Open Educational Resources are any teaching, learning, and research resources that are free to access and enable the 5R permissions described above. Open educational resources include full courses, course materials, modules, textbooks, streaming videos, tests, software, and any other tools, materials, or techniques used to support your instruction. Using CC licenses allows you and your students to realize the full potential of the 5Rs.

  • When students can retain copies of a resource, they can make it more available to themselves via multiple devices, and digital access never expires due to a time limit placed by the publisher or author.
  • When instructors can reuse a resource, there are no restrictions on how they can teach using this content.
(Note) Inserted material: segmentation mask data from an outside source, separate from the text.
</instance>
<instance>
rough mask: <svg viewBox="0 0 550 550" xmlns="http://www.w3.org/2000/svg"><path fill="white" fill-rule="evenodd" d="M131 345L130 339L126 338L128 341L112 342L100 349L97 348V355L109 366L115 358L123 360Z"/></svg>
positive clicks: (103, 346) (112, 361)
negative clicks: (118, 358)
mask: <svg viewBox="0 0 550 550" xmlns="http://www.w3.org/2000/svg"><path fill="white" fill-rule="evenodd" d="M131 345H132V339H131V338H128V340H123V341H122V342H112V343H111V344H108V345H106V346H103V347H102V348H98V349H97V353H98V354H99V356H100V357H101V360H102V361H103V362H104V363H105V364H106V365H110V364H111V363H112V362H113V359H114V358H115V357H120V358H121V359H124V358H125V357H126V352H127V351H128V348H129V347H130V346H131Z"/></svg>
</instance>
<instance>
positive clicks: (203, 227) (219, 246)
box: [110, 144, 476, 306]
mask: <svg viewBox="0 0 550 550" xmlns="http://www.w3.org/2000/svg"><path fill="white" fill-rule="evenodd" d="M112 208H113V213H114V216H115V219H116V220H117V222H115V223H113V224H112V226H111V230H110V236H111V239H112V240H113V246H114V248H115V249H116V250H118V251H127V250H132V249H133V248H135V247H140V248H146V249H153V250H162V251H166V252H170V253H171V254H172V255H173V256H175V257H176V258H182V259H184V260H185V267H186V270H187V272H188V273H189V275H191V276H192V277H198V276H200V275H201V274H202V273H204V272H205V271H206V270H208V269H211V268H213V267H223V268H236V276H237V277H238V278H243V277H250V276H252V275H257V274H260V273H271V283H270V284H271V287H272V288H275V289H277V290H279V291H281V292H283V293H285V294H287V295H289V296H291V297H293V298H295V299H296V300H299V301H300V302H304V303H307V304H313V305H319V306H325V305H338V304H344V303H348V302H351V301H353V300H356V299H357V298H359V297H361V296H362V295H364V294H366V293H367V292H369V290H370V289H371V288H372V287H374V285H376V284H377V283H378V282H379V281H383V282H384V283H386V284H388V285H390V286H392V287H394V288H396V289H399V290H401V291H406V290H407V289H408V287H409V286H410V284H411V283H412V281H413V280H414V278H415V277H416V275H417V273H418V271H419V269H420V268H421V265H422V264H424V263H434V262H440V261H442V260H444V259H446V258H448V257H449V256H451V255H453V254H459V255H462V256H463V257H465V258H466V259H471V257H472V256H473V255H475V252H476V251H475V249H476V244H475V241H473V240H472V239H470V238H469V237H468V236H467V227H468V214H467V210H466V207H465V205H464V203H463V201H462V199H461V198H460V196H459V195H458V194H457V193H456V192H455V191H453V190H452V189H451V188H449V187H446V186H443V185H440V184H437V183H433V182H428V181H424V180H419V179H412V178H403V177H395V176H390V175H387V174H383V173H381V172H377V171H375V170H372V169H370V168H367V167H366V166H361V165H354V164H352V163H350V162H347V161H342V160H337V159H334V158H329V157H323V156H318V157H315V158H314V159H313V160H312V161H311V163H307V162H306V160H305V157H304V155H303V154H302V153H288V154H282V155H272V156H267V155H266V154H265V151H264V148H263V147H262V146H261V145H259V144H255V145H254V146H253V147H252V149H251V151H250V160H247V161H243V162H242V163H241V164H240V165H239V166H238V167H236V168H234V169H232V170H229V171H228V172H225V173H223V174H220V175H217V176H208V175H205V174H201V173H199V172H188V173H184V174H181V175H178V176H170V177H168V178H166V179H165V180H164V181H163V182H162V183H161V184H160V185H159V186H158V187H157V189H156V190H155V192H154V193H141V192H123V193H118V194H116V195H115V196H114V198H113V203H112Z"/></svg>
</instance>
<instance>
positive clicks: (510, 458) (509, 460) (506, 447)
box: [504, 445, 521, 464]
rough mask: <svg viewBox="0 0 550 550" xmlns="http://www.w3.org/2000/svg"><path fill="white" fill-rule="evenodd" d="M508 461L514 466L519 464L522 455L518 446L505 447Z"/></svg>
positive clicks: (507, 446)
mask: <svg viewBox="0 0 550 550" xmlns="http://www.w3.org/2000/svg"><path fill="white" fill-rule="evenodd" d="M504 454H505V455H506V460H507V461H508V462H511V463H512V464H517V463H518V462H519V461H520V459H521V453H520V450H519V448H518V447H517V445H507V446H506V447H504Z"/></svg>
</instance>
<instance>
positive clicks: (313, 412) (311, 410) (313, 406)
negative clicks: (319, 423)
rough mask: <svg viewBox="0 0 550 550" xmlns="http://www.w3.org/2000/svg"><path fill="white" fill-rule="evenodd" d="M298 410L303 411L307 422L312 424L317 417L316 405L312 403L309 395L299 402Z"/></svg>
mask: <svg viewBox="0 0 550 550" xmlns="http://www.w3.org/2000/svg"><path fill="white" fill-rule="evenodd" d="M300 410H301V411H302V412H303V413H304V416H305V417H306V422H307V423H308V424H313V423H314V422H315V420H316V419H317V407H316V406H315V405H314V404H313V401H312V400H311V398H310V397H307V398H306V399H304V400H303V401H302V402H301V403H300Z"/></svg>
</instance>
  • When students and instructors can revise a resource, they can make versions of the content that are more relevant to their course, make more accessible versions of the content for people with disabilities, or add corrections to the content before using it in a classroom.
  • When students and instructors can remix a resource, they can combine chapters from different open resources to make a newly-arranged textbook, or combine open textbook content to fit the needs of the class,
  • When instructors can freely redistribute a resource, students can have their required course content on the first day of class with no restrictions, at no cost to them, strengthening their chances of performing well in the classroom.

Text from Affordable Learning Georgia Unless Tutorial 1: Finding Free and Open Resources shared under a Creative Commons Attribution 4.0 International License.